Characteristics of participants by cognitive category
STARDdem flowchart for inclusion of participants in the study
Two people could not complete the ACE-III because English was not their first language; they had both declined an interpreter. In both cases sufficient information was available from other parts of the assessment for a categorisation about cognition to be made (one had normal cognition, one had dementia). For the 238 people who had an ACE-III score, the median was 75 (interquartile range 65 to 87). Referring GPs judged that 34 people were normal, 86 had dementia, and 120 were CIND; the one person who withdrew from the study due to acute illness was judged by the referring GP to have CIND. People that GPs judged as having dementia had a total ACE-III score IQR of 60 to 74, with a 90th centile of 81/100 and a highest score of 95/100. Similarly, people that GPs judged as having CIND had an ACE-III score IQR 71 to 89.
Diagnostic accuracy
Table 2 shows the diagnostic accuracy for GP judgement for dementia. The sensitivity and specificity of GP judgement were respectively 56% (95% CI 47% to 65%) and 89% (95% CI 81% to 94%). Clinical judgement was more useful for ruling in dementia, than ruling it out, with higher specificity and positive predictive value than sensitivity and negative predictive value. In people aged 80 or more years, clinical judgement had similar sensitivity and specificity to those aged under 80 years (LRP p=0.296 LRN p=0.798).
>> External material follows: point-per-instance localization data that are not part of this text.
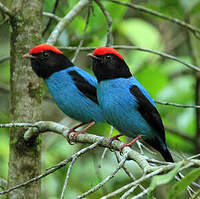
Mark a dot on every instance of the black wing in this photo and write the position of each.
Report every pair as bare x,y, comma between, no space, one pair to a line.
84,86
148,112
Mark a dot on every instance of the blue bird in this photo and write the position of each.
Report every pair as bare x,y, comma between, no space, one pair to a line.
125,103
73,89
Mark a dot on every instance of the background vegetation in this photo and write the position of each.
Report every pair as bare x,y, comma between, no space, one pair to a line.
165,79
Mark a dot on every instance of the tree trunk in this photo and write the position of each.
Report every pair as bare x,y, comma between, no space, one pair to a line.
24,159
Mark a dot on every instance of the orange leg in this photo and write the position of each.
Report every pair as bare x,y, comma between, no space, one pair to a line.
114,138
73,130
84,130
130,143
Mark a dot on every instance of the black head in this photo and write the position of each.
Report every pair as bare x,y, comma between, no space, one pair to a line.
109,64
46,59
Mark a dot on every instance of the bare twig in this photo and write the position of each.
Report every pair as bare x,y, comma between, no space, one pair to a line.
4,59
128,186
165,55
50,20
53,16
3,183
6,19
193,29
66,20
5,10
140,195
67,177
177,105
109,41
126,194
52,169
84,33
176,132
105,150
98,186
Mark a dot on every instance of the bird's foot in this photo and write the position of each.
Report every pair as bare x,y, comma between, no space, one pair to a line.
83,131
129,144
73,130
68,134
112,139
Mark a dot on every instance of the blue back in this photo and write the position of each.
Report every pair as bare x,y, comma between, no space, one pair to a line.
70,100
120,106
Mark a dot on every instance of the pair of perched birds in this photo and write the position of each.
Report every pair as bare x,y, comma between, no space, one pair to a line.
115,96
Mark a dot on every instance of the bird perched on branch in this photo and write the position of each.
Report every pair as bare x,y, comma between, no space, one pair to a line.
125,103
73,89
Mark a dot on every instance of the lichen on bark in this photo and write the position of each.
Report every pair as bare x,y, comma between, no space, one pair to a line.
25,97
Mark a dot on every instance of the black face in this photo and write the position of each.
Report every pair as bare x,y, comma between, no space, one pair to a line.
110,66
47,62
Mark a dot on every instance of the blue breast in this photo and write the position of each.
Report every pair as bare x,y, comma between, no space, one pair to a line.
119,106
70,100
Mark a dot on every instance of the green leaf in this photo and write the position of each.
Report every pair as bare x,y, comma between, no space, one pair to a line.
141,33
164,179
183,184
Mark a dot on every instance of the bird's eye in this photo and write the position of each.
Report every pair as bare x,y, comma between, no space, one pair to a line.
108,57
45,54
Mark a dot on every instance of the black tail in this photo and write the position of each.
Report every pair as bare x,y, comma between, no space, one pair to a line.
166,155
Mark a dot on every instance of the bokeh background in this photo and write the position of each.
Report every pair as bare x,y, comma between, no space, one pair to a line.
166,80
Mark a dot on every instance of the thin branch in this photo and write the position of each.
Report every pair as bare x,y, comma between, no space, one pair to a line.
3,183
109,23
177,105
48,14
46,126
126,194
6,19
140,195
178,133
67,177
98,186
84,33
50,20
165,55
5,10
128,186
4,59
52,169
66,20
193,29
106,149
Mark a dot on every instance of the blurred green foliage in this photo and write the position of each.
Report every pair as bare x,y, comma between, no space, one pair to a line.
166,80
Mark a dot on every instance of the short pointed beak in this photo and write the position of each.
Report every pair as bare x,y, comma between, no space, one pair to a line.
93,56
28,56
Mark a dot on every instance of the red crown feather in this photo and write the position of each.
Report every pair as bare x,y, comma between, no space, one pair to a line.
107,50
42,47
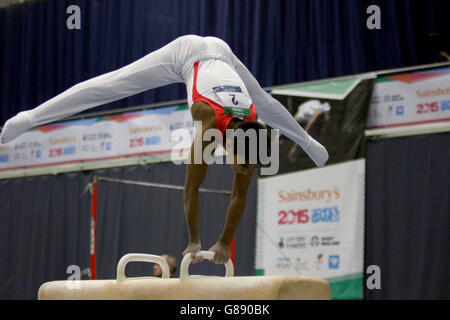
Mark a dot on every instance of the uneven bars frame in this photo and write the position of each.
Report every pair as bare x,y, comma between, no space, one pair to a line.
94,200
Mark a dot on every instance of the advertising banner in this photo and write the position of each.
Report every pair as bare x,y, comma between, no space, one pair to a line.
333,112
312,223
99,138
411,98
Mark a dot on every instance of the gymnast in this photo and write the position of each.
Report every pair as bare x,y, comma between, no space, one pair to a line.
221,93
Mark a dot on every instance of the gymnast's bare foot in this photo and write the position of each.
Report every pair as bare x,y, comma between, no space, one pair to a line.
193,248
222,252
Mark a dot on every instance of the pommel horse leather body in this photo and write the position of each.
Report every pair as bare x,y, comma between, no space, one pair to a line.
289,287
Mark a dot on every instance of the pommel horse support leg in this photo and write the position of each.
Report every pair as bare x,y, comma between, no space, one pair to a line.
289,287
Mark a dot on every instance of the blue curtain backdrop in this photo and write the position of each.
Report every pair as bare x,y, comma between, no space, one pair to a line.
280,41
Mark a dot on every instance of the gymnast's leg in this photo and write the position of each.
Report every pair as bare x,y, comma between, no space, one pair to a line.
156,69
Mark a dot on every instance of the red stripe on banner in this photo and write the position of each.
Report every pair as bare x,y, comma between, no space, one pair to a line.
93,159
93,231
408,123
232,249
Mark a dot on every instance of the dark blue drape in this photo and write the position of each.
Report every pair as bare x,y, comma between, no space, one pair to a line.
280,41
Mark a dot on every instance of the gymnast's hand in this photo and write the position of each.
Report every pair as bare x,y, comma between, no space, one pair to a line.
222,252
193,248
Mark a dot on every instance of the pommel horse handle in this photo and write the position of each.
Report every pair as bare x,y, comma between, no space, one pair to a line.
140,257
208,255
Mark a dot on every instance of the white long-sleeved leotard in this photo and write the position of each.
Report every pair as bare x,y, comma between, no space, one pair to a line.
171,64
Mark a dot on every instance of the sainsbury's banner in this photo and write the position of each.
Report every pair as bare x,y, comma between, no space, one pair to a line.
411,98
99,138
312,223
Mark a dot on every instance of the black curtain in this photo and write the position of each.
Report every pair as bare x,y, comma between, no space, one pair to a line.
280,41
408,216
45,226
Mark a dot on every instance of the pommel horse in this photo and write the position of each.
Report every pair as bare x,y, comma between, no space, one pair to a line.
187,287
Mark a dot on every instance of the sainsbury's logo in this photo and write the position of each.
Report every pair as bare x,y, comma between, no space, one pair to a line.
308,195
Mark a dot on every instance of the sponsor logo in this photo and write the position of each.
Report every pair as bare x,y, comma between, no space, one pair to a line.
283,263
393,98
293,217
333,262
427,107
432,92
323,241
325,215
315,242
59,152
35,154
300,264
181,125
54,141
145,129
290,217
153,140
295,243
97,136
308,195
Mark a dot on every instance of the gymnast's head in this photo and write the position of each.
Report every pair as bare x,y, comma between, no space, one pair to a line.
247,144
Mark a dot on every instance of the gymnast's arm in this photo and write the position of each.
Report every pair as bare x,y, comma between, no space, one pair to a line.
195,174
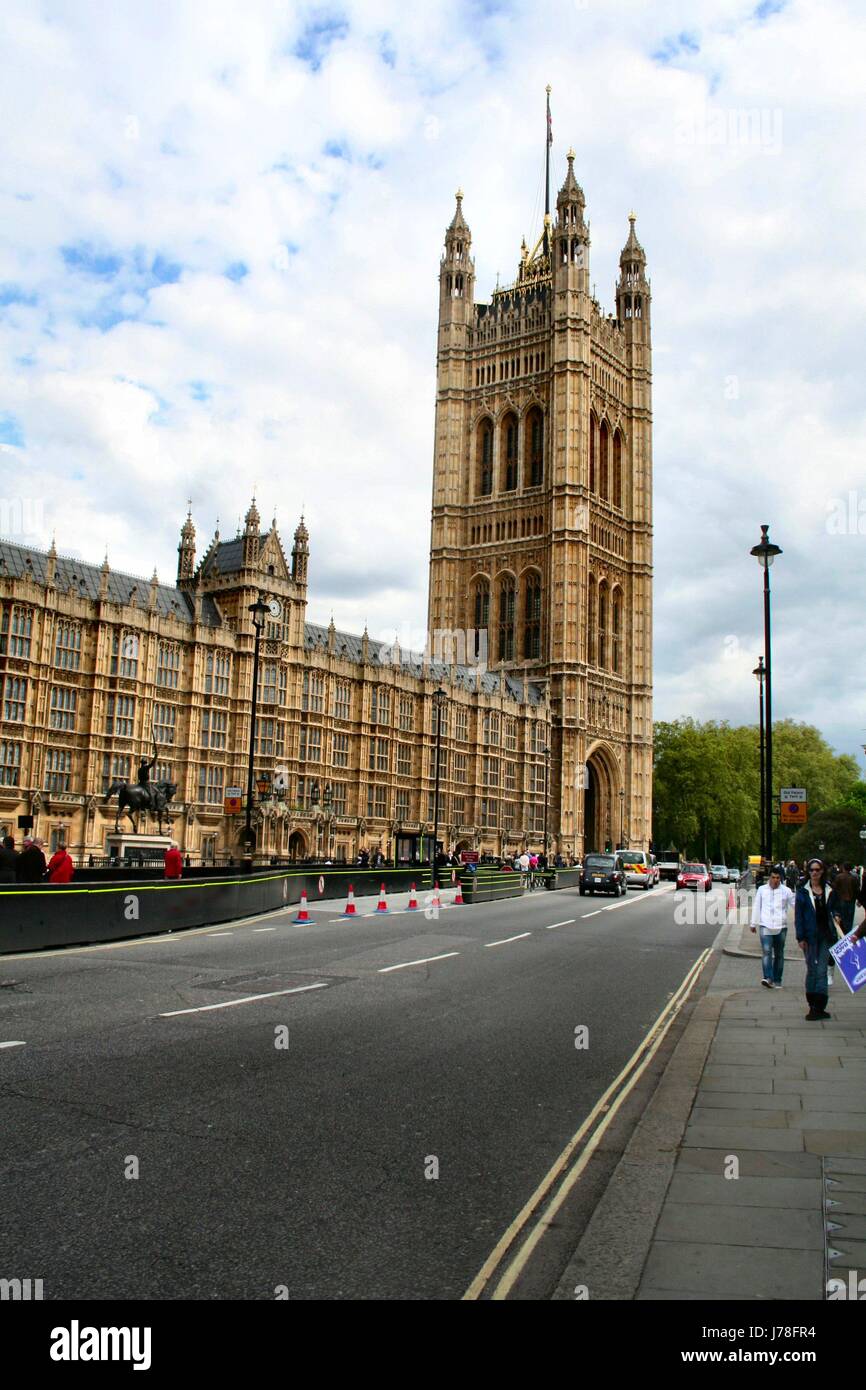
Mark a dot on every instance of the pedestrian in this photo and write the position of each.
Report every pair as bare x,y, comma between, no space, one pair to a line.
60,866
173,861
813,912
9,859
770,919
845,888
31,866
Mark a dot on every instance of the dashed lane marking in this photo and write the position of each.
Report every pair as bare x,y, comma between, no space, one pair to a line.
249,998
424,961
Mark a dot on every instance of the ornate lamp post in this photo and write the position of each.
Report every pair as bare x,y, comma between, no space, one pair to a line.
759,673
259,610
439,701
765,553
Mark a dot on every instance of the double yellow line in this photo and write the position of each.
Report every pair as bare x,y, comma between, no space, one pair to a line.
574,1158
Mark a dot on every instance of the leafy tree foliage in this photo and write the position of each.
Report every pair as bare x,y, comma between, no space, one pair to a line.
706,784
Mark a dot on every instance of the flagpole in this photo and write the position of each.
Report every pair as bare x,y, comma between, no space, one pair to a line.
548,142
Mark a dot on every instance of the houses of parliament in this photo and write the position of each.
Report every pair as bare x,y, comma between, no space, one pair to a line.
540,620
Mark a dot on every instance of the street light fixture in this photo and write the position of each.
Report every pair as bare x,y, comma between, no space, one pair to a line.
259,610
759,674
765,553
439,699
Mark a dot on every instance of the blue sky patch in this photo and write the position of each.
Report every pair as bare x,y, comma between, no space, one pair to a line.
317,36
677,46
10,431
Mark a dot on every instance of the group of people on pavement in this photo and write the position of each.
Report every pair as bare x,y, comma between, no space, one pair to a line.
28,863
824,900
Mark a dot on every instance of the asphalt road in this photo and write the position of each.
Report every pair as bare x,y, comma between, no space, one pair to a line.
307,1168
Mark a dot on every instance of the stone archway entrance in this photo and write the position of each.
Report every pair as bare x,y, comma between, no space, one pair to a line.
601,801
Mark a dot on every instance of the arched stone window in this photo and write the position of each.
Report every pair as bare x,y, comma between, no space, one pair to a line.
534,448
602,627
617,469
616,631
485,458
531,617
483,615
508,448
506,619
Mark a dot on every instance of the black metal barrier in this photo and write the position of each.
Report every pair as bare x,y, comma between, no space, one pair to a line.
36,916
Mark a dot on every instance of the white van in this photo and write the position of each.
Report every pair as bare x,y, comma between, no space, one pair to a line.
638,866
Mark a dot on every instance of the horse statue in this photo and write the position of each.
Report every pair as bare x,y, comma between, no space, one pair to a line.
134,799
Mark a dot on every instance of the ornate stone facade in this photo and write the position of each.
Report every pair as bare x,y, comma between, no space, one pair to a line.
541,545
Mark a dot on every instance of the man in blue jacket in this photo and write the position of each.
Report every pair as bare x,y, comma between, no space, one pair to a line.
815,909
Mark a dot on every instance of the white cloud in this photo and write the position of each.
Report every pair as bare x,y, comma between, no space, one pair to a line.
193,134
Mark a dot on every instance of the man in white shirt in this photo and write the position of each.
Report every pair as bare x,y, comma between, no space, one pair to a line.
770,916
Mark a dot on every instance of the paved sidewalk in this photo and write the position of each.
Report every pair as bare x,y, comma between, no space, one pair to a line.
747,1175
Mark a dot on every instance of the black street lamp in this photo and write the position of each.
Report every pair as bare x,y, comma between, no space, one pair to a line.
439,702
765,553
759,673
259,610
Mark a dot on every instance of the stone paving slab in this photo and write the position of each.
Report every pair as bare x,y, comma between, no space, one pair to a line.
734,1271
772,1228
713,1189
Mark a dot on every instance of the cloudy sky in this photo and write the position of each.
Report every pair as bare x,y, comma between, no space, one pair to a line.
220,231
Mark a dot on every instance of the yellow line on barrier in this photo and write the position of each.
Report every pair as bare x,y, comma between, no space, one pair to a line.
541,1193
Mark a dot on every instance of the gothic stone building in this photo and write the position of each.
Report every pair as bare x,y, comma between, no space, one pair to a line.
541,540
540,620
95,663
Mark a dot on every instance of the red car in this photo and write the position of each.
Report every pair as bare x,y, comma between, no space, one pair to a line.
694,876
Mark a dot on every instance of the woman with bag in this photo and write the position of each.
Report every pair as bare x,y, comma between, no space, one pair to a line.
818,923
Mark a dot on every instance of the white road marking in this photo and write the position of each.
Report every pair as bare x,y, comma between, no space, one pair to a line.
249,998
426,961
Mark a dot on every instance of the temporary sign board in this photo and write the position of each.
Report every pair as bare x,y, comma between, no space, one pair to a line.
850,957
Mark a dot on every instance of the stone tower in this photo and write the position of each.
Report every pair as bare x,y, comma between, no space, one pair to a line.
541,544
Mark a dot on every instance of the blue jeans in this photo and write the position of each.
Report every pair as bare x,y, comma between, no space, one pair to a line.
818,955
773,954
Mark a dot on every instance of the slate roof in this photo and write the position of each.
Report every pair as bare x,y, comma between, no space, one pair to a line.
82,578
380,653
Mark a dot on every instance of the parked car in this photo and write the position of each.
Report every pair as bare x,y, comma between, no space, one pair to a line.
694,876
638,869
603,873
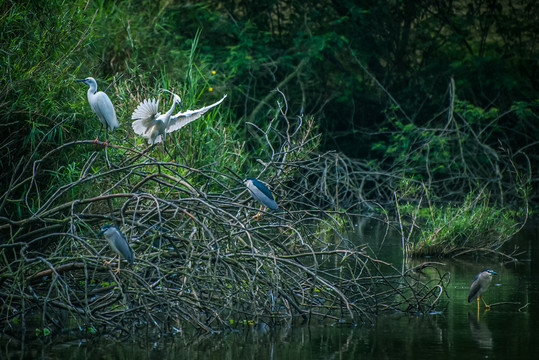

There was weak evidence that clinical judgement in women had a higher LRP (p=0.074) and a lower LRN (p=0.064) than clinical judgement in men.
Accuracy of GP judgement for the diagnosis of dementia
Figure 2 shows that clinical judgement has greater net benefit than a label:all approach at threshold probabilities of above 50%, and a label:none approach at threshold probabilities below 85%. At a threshold probability of 80%, indicating a preference for avoiding over-diagnosis, clinical judgement has a net benefit of 0.11 over the label:none approach, indicating an additional 11 true positives for every 100 people. If the doctor prefers to not miss dementia, with a threshold probability of 33%, then clinical judgement identifies five fewer true positives for every 100 people than the label:all approach (everyone is treated as if they have dementia: further tests or referral arranged).
Decision curve showing net benefit of clinical judgement for diagnosis of dementia at a range of threshold probabilities
Discussion
Summary
From 21 participating GP surgeries, 456 people were referred and 240 were evaluated. Of these, 132 (55%; 95% CI 48% to 61%) had dementia. Clinical judgement as a single test had a LRP of 5 (95% CI 3 to 9) and a LRN of 0.5 (95% CI 0.4 to 0.6) for the target condition dementia. People that GPs judged as having dementia had a total ACE-III score IQR of 60 to 74, and those that they judged as having MCI had a total ACE-III IQR 71 to 89. This compares to published ACE-III thresholds of <82 for dementia (35) and <88 for MCI (35) and suggests that in this study GPs are not being overly restrictive in their judgement for dementia, or liberal in their judgement for CIND.
Strengths and limitations
The patient selection in the current study closely reflects real world clinical practice in the United Kingdom, with efforts to avoid people being excluded based on language, transport, or appointment availability. Participants were included with a range of GP opinions about the presence of cognitive impairment in people who had presented with symptoms, which means that cognitive problems were one of the problems discussed in the initial GP consultation; typically 2.5 problems are discussed per appointment (36). The index test clinical judgement in this study reflects an average measure of diagnostic accuracy for an estimated 142 whole time equivalent GPs working in different settings (37). Responses indicated that clinical judgement was typically informed by “face to face presentation”. GPs were told they need not use any formal test to inform their judgement and based on previous studies this is likely to be based on rules of thumb (12) and not formal tests (13). The interval between clinical judgement and the reference standard was relatively short, and unlikely to be associated with a significant progression in cognitive impairment (11). Clinical judgement was fully verified against the reference standard for all consenting people who were referred and there was no evidence of selective participation by cognitive status. Follow-up data after six months was obtained, and uncertain cases were adjudicated. An important limitation is that despite providing translation services the population were largely white, native English speakers. In addition, the confidence intervals for our sub-groups are still wide. We excluded people with advanced cognitive impairment that could not consent, so our findings cannot be generalised to that group; though it is likely that GPs would be more sensitive in identifying cognitive impairment at a more advanced stage.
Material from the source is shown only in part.